Maduro não, Chávez sim? | Dados da economia do “Socialismo do século XXI”
(Contribuição da Luta Internacionalista* – Espanha, de junho/julho.)
Este é um debate com setores do chavismo crítico e também com organizações do mundo que reivindicam o chavismo. Para nós, Maduro não é um ponto fora da curva, mas a continuidade da política de Chávez.
Em 2013 aconteceu a morte de Chávez, e pouco depois, em 2014, os preços do petróleo despencaram, sendo que haviam estado a mais de 100 dólares o barril. Assim, devemos ver que o que fez Chávez nos anos anteriores de bonança econômica. Uma parte das entradas milionárias do petróleo foi efetivamente para os planos assistenciais, para amortecer a pobreza, onde devemos localizar as Missões. Isto podemos considerar uma necessidade imperiosa frente à urgência social de 1999. Mas 14 anos depois e ainda com entradas milionárias, se constata um processo de desindustrialização que vai de 30 a 40% especialmente na grande indústria que é a que mais empregos gera, e também não se reverteu o déficit de autossuficiência alimentaria, expressando a falta de investimentos produtivos para melhorar ou mudar a estrutura do país.

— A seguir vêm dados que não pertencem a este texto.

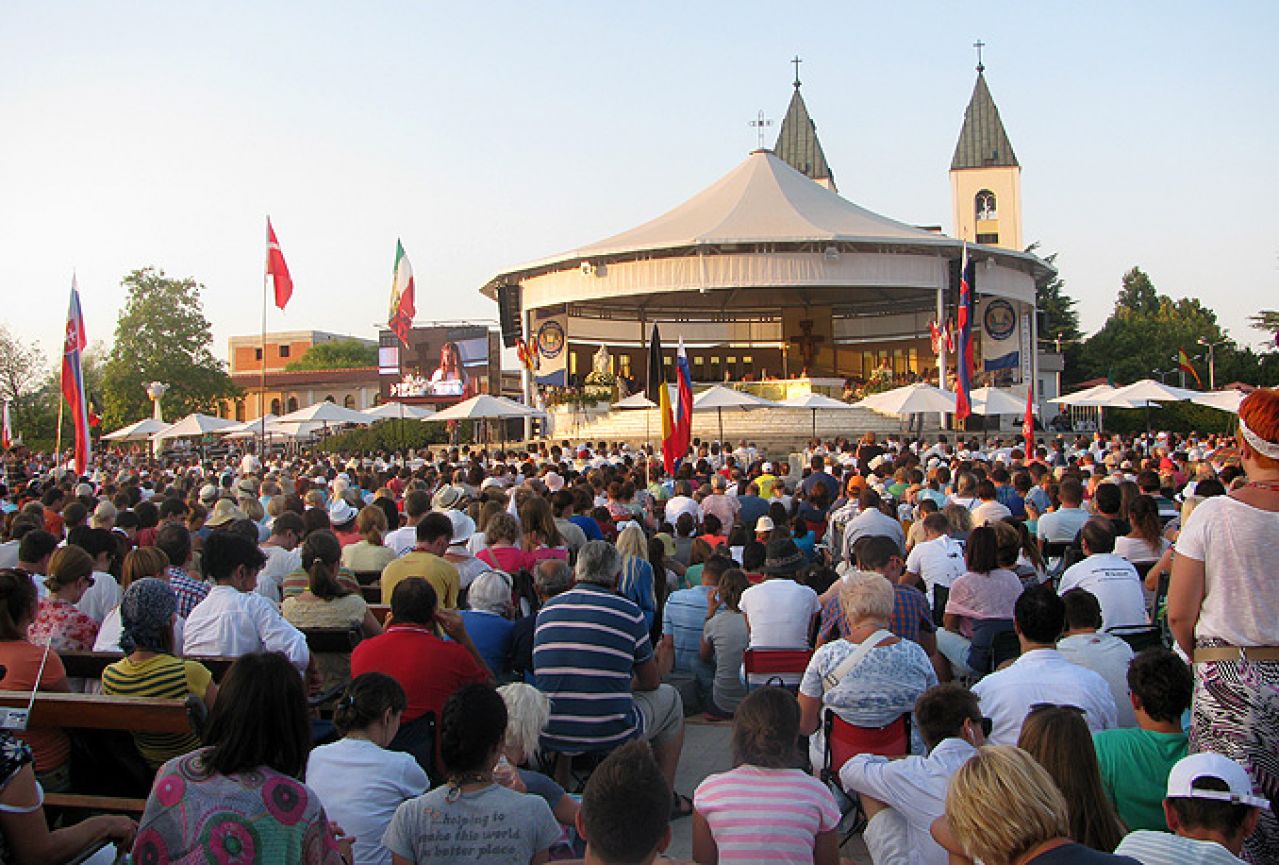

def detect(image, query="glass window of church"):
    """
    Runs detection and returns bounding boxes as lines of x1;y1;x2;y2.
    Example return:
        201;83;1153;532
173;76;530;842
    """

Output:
973;189;999;220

Assim, por exemplo, o anuncio “bombástico” de que seriam reduzidas as exportações de ferro e alumínio para desenvolver a indústria nacional, foi uma cortina de fumaça sobre a queda da produção: na nacionalizada Sidor, a produção de ferro em 2013 estava em 45% da capacidade instalada; e o alumínio produzido pela também nacionalizada Alcasa entre 2012 e 2013 caiu 28%.
O predomínio da estrutura produtiva extrativista se mede na dependência da exportação de petróleo: se em 1997 era 77% das exportações, em 2012 chegou a ser 96% das mesmas. Chávez o denominou o “socialismo petroleiro”. Também o grosso de suas alianças internacionais foi construído em torno da exploração e defesa do preço do cru: assim os milionários acordos de 2009 com a Rússia de Putin e com a China. Ou os acordos com o Irã de Ahmadinejad. Ou com Kadhaffi… Por isso sua política de apoio aos regimes árabes reacionários contra seus povos em pleno processo revolucionário de 2011. Os preços do petróleo cresceram de maneira exponencial até o ano de 2008, ano que teve um dos picos máximos de produção. Mas a partir de aqui, os preços continuaram altos, mas nem tanto. Resultado: PIBs negativos em 2009 e 2010 (Chávez deixou o país em 2013 com um crescimento de 1,3%) e começa um endividamento que de 2006 a 2013 passa de em torno de 30% a mais de 70% do PIB.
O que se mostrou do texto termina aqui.